Kaymakam, mülazım, hastabakıcı, gardiyan, arzuhalci, konu komşu ve diğerleri. Herkes içinde biriken duygularını Emine'ye karşı harekete geçirir. Refik Halid bir tablo çizer burada okuyucusuna. Tablonun ortasında bir ateş var, gecenin içinde pervaneler. Pervaneler ateşi görene kadar durağan bir şekilde dolaşıp duruyorlar. Ta ki ateşi gördüklerinde içlerinde saklı olan şey uyanıyor. Hepsi yanmaya başlıyor. Ateşi yok edeceklerini zannediyorlar ama aslında farkında olmadan kendilerini yakıyorlar.

IV
İnsan ilişkilerinin hangi denklemler üzerine kurulduğu bugün bile hâlâ meçhul. İki serseri, arzuhalci ile Emine, birbirlerine zor zamanlarında kısıtlı da olsa destek olurken Dal Sabri ise diğerlerinden üstün olduğunu düşünerek kararsızlıklar içinde kıvranmakta. Dal Sabri makamca Emine'den yukarıda olmakla beraber cinselliğinin arzularına yenik düşerek ve bunu başaramayarak ruhça onun ayakları altında ezilmekte. İçine düşen küçük bir kurt onu kemiriyor için için. Mülazım bir memur kadar bile olamamanın acısıyla baş başa bu ara. Bir memur parçasının koynuna aldığı haspayla yatamamanın sıkıntısıyla dolu, bir memur parçası kadar olamama. Makam yükseldikçe ruh düşüyor sanki, bir denge kuruluyor. Makamı Dal Sabri alırken Emine ruh alıyor ve birbirlerini farklı noktalardan kuşatıyorlar, birinin sahip olduğu diğerinin noksanı, ikisi birleşse ne olur. Olmaz, bu ikisi birleşemez, buna meyli yoktur.

V
Metnin başında olduğu gibi. Ölü. Başlayan şeyler sonlanıyor belki de. Kasaba yeniden hissizleşedebilir, bir kere alev aldıktan sonra yangın her yana da sıçrayabilir. Bunun tam orta yerinde de yazarının objesi Emine durur ve zamanı gelince ölür.

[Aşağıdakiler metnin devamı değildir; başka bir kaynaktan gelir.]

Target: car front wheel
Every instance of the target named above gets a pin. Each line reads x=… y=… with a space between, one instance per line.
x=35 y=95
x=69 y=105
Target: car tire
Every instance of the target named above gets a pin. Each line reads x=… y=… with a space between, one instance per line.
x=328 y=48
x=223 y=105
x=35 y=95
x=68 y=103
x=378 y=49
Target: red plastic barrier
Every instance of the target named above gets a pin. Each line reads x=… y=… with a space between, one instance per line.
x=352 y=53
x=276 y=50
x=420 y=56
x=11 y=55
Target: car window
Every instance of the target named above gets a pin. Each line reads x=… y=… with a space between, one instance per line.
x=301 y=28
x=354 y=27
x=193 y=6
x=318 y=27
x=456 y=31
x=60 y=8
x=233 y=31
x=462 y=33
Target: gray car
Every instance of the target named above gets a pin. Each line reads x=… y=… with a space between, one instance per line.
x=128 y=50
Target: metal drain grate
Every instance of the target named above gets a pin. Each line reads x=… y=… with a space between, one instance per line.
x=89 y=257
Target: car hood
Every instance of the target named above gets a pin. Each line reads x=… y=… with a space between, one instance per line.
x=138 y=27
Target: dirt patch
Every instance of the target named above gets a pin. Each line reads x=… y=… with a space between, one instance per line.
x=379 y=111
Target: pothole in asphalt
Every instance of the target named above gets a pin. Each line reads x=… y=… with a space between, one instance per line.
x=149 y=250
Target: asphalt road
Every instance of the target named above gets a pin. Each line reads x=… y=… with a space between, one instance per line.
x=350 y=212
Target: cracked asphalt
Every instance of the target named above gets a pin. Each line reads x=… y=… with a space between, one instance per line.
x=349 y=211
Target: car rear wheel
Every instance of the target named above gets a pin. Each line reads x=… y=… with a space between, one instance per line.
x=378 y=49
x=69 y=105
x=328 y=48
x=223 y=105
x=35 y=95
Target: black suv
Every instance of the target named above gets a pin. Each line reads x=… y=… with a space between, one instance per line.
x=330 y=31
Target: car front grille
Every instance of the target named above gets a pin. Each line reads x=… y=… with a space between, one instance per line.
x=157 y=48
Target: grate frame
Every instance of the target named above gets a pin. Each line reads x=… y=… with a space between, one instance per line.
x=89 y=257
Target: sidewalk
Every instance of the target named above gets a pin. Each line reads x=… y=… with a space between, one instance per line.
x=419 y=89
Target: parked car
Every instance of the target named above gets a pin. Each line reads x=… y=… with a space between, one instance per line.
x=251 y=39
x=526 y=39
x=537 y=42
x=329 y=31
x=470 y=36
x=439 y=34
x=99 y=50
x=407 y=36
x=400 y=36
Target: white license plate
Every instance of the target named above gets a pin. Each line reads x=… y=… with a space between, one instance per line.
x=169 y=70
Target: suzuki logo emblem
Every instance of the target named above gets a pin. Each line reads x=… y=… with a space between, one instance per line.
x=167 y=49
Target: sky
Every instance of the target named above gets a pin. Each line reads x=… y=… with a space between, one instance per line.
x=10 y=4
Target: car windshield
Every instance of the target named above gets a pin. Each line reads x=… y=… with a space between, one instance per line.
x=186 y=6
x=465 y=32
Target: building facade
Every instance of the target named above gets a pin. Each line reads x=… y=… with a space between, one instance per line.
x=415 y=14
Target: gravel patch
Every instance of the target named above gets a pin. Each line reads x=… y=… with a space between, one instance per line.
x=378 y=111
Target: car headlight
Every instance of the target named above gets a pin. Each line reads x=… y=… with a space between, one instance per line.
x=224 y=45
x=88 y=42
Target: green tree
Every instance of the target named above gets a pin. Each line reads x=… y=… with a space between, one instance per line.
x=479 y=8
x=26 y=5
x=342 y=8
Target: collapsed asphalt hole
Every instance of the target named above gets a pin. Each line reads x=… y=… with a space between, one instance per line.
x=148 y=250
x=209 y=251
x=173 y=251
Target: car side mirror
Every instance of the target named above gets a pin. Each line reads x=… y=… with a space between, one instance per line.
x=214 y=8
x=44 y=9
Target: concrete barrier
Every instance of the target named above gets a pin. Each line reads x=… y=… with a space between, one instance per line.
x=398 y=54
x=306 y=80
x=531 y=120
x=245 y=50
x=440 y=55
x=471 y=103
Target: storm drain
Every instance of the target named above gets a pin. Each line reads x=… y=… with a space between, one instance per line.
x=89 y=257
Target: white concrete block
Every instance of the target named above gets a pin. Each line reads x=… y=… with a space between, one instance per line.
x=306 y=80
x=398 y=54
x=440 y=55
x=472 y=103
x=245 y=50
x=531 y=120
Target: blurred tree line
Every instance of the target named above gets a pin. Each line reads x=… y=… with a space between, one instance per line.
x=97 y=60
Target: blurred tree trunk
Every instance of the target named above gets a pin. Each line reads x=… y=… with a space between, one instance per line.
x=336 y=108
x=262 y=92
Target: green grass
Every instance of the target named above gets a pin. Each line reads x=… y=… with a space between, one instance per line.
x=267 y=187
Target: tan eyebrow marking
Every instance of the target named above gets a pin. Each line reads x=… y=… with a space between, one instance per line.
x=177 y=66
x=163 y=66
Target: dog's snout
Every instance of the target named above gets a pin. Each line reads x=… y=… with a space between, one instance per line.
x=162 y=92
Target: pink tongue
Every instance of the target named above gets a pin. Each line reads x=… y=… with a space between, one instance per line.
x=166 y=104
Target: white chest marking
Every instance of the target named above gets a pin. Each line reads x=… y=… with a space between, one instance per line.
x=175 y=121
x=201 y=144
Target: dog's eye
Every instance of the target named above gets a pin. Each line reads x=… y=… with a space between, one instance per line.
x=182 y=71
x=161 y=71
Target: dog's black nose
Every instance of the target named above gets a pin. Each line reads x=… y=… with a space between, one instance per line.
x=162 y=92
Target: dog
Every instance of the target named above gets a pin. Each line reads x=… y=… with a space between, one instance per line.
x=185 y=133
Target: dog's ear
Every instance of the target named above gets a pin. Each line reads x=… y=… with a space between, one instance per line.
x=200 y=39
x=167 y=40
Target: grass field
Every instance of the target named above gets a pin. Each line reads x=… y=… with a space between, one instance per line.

İnsanoğlunu bu kadar zalim yapan kim, içindeki kin tarlasını ona intikam orağıyla biçtiren ne, uzun zamandır saklı tuttuğu sırların âdeta birikmişliğin öfkesiyle dışarıya vurulması niçin? Durgun göle atılan taş sıçrayıp göğe değiyor ve o yarıktan akan su Nuh Tufanı'na neden oluyor.
Emine öldüğünde ardında yaşayan bir şey bırakmıyor.